The recession is projected to continue into 2016, due to needed fiscal adjustment, tighter monetary policy to contain inflation and a lack of investor confidence related to political uncertainty. A slow recovery is expected to unfold into 2017 as confidence in macroeconomic policies improves. Unemployment is set to increase further in 2016. Although inflation expectations have come down, the return of inflation to the central bank’s target is likely to be delayed by the recent sharp depreciation of the currency.
The prospects of a rapid improvement of the fiscal balance have deteriorated, which led to Brazil’s sovereign debt being downgraded below investment grade in 2015. Consequently, rebuilding confidence in macroeconomic policies remains the priority even though the recession makes fiscal tightening very difficult. In the medium term, stronger growth will hinge on the success of structural reforms, including a comprehensive reform of indirect taxes, lowering trade barriers and reducing administrative burdens.

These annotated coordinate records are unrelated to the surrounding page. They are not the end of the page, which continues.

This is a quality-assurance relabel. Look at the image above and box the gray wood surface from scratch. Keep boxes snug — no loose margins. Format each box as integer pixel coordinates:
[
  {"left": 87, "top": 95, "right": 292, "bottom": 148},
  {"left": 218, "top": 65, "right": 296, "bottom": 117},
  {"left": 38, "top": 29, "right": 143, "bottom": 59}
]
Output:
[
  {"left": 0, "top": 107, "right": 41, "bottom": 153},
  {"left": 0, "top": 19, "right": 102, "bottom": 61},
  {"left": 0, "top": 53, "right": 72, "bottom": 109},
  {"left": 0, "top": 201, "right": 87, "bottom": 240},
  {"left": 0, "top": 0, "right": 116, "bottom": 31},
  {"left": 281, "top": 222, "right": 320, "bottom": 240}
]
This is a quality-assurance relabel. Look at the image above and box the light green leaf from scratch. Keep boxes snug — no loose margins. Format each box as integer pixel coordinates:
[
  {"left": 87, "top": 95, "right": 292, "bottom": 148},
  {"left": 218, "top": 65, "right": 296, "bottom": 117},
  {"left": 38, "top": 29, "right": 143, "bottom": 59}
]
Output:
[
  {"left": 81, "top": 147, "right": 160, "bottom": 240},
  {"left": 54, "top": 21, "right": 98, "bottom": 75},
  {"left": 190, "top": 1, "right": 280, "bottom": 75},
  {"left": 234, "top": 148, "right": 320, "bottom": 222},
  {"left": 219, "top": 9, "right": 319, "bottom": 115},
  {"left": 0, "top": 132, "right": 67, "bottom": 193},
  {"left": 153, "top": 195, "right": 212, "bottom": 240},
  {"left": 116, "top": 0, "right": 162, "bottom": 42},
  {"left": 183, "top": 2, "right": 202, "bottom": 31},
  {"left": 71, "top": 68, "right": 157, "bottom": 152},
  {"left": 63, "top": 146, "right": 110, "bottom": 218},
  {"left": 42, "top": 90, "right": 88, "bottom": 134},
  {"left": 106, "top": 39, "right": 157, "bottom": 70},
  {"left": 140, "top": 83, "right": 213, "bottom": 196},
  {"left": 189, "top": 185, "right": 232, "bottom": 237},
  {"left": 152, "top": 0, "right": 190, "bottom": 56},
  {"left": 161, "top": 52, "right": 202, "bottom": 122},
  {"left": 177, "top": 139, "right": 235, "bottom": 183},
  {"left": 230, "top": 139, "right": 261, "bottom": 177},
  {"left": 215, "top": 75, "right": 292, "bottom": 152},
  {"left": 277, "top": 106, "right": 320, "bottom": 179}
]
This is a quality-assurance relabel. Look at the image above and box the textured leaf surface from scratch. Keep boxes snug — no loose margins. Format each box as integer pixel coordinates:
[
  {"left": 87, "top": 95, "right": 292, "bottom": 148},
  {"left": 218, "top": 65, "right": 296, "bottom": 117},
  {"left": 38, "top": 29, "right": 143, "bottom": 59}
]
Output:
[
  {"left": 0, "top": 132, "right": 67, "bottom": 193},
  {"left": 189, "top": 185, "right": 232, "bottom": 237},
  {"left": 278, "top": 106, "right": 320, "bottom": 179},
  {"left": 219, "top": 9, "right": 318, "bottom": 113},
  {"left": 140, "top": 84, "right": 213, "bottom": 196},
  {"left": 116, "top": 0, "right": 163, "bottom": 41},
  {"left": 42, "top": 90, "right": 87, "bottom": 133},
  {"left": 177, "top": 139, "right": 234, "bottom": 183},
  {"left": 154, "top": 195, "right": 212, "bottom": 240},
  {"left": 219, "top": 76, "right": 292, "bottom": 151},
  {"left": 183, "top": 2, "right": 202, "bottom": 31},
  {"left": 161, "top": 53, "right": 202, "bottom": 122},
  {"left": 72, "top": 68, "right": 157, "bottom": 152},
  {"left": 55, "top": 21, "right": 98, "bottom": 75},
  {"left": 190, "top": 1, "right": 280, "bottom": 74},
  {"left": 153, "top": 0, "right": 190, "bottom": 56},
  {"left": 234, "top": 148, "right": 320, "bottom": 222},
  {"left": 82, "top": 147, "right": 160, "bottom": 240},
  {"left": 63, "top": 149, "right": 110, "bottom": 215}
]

Brazil has made remarkable progress in reducing greenhouse gas emissions. Declining deforestation rates have been driving this success, while emissions from agriculture and energy, including energy used for transportation, are still rising. Efforts to reduce deforestation should continue, including better monitoring, stricter law enforcement and incentive-based measures. While petrol and diesel taxes have risen recently, they are still below international averages and could be raised further.